ひきずるように手足を動かすと、大の字になって、フッと吐息をもらした。
「バカだったのは、ウチだったんだ……」
「ど、どういうこと……?」
私の疑問に、つぼみちゃんはポツリと話し始める。
「ウチが勝手に勘違い――いや、思いこんでいたの。陽茉はもうウチのことなんて、どうでもいいと思ってるって」
「え、ど、どうして⁉」
「だ、だって……同じクラスの子と、すっかり仲いいじゃん。入学してすぐ、陽茉を見かけて話しかけたのに、あの子と話すのに夢中で気づいてくれなくて……もうウチは必要ないんだなって思ったら、悲しくて、悔しくて……」
同じクラスの子。
じゃあ、つぼみちゃんの態度が冷たくなったのは、李世先輩が原因じゃなくて、梓ちゃんだったんだ。

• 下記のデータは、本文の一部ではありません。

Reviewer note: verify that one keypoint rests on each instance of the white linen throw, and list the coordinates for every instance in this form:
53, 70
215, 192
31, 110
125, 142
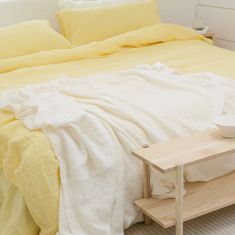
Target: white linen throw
93, 124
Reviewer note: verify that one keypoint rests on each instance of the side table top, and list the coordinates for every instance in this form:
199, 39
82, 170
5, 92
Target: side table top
188, 150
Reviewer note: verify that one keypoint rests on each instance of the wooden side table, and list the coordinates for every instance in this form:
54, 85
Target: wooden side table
201, 198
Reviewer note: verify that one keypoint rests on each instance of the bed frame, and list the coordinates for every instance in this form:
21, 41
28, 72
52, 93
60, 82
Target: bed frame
15, 11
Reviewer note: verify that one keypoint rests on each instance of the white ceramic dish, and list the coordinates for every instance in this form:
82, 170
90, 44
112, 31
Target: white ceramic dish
226, 124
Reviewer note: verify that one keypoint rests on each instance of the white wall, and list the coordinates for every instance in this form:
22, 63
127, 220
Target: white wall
178, 11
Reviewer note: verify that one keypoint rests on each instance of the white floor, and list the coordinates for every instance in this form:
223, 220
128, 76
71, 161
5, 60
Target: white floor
221, 222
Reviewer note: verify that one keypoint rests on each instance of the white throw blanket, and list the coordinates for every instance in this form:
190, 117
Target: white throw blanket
93, 124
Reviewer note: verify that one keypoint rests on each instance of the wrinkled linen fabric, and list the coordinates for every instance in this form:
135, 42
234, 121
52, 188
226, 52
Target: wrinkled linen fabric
93, 124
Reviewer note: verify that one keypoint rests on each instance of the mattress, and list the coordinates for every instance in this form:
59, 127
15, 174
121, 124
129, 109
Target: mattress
29, 170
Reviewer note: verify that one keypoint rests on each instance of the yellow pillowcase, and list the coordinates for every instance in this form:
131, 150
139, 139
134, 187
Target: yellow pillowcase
29, 37
81, 26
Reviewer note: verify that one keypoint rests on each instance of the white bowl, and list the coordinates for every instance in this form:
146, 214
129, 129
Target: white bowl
226, 124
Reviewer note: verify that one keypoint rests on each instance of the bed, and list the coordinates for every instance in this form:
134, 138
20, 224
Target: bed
29, 169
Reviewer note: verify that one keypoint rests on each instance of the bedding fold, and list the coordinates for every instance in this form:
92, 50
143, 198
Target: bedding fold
175, 46
150, 35
103, 118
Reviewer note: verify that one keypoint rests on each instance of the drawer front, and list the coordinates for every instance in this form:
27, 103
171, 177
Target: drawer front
220, 20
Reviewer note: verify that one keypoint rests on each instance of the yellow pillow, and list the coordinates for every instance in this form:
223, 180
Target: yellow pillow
81, 26
29, 37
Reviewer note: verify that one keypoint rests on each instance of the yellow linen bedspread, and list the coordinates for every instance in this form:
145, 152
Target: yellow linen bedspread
29, 170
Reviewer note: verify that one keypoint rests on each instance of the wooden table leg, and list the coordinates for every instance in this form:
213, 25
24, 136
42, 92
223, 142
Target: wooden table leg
179, 199
147, 191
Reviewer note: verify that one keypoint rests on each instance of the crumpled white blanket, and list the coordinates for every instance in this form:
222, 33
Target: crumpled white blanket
93, 124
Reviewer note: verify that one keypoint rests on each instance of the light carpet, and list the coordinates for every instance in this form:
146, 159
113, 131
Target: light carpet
220, 222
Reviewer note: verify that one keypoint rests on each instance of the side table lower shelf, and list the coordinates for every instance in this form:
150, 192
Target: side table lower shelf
201, 198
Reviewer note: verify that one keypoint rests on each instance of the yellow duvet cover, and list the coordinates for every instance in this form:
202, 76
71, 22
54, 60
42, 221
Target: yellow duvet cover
29, 170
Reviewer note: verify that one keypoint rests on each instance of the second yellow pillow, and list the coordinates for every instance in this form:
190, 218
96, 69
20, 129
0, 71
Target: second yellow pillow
81, 26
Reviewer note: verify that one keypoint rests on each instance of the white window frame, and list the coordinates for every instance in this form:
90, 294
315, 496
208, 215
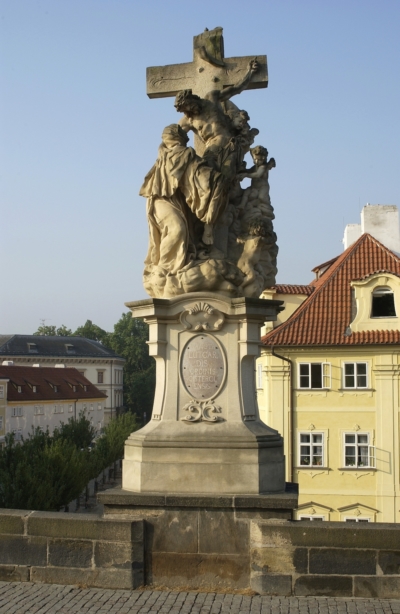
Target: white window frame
355, 375
311, 444
356, 444
311, 517
326, 375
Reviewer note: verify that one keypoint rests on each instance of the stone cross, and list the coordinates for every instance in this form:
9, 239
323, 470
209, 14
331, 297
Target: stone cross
210, 70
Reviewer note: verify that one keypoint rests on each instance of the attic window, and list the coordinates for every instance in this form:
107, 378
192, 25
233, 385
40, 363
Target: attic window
383, 303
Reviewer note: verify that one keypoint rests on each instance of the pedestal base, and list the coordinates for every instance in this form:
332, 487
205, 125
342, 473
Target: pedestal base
205, 435
194, 541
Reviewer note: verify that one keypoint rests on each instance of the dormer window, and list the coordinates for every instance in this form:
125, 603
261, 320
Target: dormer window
383, 303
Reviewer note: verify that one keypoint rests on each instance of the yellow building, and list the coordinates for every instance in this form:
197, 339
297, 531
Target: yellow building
328, 381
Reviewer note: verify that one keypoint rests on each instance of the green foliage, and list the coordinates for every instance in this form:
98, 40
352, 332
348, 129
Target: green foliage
80, 432
51, 331
41, 473
92, 331
129, 341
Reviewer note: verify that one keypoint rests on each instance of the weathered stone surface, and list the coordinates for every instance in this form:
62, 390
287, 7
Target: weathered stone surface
279, 560
173, 531
81, 526
332, 534
389, 562
12, 521
325, 586
19, 550
220, 533
98, 578
118, 556
70, 553
378, 586
199, 570
269, 584
342, 561
14, 573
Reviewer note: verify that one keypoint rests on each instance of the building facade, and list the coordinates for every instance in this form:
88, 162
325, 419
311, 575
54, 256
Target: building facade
43, 397
101, 366
328, 380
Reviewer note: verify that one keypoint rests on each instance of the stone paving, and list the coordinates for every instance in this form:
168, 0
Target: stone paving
29, 598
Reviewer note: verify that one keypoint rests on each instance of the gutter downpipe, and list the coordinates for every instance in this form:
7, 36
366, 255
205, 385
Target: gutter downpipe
290, 434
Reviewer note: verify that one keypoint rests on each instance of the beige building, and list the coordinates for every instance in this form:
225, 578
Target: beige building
329, 381
100, 365
43, 397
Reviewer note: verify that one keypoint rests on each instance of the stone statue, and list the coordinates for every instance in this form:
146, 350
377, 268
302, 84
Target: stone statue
206, 232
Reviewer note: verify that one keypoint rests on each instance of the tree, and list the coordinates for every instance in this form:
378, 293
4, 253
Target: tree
41, 473
53, 331
92, 331
80, 432
129, 341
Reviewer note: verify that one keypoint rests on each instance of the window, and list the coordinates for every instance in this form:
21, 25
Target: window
355, 375
259, 376
357, 451
320, 518
314, 375
383, 303
311, 449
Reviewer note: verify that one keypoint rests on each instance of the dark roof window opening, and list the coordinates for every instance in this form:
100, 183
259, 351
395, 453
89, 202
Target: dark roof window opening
383, 303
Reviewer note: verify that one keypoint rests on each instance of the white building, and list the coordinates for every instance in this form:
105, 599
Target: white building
100, 365
44, 397
381, 222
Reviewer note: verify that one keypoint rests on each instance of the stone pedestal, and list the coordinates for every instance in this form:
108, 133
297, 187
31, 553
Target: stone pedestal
205, 435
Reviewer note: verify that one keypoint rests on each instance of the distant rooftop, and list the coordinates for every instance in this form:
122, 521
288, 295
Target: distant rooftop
41, 345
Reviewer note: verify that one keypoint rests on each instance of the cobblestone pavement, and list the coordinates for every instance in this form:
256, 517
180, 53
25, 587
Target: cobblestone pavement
29, 598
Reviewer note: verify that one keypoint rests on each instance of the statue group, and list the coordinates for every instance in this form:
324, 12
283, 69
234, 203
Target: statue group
207, 233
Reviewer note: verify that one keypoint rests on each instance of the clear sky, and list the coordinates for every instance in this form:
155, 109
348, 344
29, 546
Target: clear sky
78, 134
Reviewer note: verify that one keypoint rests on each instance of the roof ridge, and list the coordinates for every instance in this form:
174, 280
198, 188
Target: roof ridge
325, 279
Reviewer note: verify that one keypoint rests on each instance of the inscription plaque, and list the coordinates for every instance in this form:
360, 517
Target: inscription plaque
202, 367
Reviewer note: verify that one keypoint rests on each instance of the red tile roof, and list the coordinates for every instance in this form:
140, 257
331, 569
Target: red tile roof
45, 379
323, 318
292, 289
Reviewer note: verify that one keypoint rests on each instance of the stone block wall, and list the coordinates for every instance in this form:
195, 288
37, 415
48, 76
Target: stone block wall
71, 549
326, 559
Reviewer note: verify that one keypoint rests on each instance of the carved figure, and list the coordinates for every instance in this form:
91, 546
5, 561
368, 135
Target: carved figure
206, 232
207, 118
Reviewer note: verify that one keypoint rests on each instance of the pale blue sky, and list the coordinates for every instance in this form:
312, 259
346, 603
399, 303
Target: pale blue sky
78, 135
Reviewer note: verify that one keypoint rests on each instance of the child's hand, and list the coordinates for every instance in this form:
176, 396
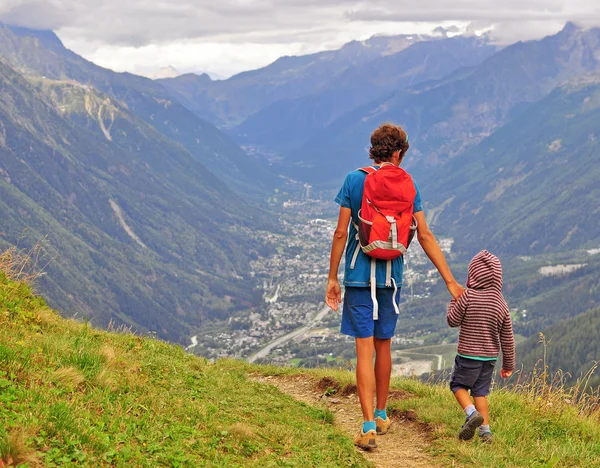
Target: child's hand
455, 289
333, 294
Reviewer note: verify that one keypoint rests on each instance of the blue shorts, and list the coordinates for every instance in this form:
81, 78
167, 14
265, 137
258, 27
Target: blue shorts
357, 313
473, 375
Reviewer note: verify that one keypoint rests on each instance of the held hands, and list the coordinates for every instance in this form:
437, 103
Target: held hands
333, 294
455, 289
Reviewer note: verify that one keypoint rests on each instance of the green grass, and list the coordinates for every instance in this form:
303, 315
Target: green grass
72, 395
528, 432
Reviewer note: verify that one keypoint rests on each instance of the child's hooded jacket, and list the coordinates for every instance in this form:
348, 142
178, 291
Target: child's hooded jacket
482, 314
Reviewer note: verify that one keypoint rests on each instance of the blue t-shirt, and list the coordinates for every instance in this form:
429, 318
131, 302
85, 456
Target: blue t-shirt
350, 196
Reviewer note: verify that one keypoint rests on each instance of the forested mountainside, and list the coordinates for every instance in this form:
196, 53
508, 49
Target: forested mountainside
138, 231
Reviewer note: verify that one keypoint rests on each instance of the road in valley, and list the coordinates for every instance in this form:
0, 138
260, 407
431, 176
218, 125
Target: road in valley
264, 352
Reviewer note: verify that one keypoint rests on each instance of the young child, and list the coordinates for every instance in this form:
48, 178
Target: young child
485, 327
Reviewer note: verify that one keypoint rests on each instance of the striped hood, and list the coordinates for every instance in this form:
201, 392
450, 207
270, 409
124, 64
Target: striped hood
485, 271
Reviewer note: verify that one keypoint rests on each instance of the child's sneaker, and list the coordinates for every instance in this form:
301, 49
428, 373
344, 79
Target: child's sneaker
366, 441
467, 431
383, 425
486, 437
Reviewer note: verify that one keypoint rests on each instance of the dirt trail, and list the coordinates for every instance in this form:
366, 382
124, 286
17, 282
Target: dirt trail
405, 445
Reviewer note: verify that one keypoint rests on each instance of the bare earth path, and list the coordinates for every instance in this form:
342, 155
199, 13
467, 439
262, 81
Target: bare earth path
405, 445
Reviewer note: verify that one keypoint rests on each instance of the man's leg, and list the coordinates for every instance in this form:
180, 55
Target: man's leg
383, 371
365, 376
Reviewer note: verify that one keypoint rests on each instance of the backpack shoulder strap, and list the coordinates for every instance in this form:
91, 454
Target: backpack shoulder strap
367, 170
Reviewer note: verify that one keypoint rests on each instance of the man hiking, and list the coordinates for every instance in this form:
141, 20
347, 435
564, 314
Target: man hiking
372, 283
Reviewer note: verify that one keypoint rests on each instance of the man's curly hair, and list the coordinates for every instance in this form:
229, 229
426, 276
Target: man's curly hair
385, 140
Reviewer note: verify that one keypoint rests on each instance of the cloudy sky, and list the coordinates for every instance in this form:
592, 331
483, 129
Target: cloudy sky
224, 37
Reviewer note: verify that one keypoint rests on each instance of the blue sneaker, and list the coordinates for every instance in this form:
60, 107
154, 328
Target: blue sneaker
467, 431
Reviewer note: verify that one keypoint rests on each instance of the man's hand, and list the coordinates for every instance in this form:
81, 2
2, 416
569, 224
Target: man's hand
455, 289
333, 294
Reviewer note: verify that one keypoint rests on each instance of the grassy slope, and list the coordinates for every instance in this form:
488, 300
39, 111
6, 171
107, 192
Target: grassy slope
74, 395
70, 394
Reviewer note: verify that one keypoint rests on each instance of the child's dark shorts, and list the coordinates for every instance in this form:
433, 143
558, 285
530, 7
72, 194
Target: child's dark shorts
472, 375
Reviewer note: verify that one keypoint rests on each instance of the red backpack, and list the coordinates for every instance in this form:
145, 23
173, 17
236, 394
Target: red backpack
386, 224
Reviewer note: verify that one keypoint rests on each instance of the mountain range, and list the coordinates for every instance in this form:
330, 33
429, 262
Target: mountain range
152, 209
140, 231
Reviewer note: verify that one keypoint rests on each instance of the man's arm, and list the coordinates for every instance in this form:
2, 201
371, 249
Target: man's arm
456, 311
435, 254
333, 294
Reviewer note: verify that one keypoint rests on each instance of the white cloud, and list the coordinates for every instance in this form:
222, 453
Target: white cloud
228, 36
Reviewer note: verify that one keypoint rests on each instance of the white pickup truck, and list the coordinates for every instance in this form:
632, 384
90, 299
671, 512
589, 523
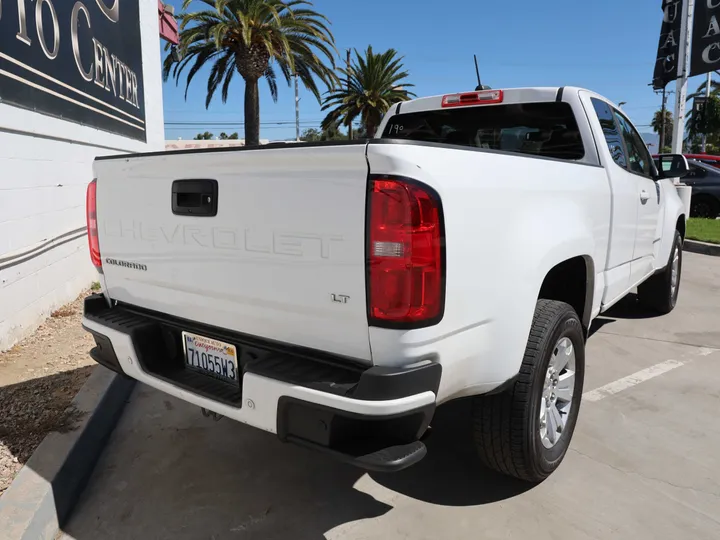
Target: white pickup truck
336, 294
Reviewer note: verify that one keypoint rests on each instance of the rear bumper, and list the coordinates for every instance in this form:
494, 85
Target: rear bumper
372, 417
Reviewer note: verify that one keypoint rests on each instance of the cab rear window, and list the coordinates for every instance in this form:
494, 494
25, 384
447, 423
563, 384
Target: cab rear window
539, 129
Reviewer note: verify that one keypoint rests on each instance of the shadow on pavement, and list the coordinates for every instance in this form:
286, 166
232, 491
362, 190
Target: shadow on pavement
451, 474
31, 409
627, 308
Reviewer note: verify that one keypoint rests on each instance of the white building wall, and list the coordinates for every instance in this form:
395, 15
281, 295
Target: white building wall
45, 166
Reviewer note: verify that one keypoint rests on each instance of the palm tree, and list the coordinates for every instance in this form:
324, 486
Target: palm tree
252, 37
371, 85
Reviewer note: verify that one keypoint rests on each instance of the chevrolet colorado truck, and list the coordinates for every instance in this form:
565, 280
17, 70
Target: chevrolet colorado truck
336, 293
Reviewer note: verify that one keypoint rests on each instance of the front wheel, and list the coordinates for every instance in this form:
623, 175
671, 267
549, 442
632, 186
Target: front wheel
525, 431
660, 292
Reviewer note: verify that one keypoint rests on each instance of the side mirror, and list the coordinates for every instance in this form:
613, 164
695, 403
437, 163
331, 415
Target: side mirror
672, 166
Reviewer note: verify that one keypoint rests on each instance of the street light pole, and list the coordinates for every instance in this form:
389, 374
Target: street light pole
707, 98
683, 70
662, 122
297, 110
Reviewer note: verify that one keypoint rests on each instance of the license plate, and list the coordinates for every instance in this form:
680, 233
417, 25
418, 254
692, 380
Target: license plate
211, 357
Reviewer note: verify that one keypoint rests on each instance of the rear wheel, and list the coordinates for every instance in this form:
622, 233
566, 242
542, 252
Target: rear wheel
525, 431
660, 292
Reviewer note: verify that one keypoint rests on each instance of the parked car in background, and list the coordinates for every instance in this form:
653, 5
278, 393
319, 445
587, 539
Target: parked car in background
705, 181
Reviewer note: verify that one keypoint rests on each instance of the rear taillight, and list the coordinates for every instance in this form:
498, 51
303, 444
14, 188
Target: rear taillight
406, 259
93, 240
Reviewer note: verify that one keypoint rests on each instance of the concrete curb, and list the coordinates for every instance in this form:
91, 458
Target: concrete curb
704, 248
44, 492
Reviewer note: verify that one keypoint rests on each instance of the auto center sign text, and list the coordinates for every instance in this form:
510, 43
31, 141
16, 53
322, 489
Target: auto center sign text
78, 60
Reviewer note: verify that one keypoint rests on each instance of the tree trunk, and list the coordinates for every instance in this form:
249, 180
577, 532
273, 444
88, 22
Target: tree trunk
252, 113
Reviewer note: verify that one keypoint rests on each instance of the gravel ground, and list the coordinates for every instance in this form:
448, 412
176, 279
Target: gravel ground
39, 378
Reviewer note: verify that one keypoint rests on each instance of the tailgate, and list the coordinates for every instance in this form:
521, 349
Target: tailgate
283, 258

「梓ちゃんも、大切な友達だけど……つぼみちゃんと積み重ねてきた時間が消えることはないよ」
「そうだよね。……ああ、もう、ホントにバカだ、ウチ。ごめん。ごめん、陽茉」
つぼみちゃんは、腕で顔をおおった。
その体は震え、声も上ずっている。
私は、つぼみちゃんの肩にそっと手を添えた。
「ううん。私こそ、気づかなくてごめんね。今度同じことがあったら、中学の時みたいに、私のほっぺをつついてよ」
「うん……!」
つぼみちゃんは腕を上げて、わずかにうなずいた。
……そうそう、この顔だ。
私の好きな、つぼみちゃんのキラキラした笑顔。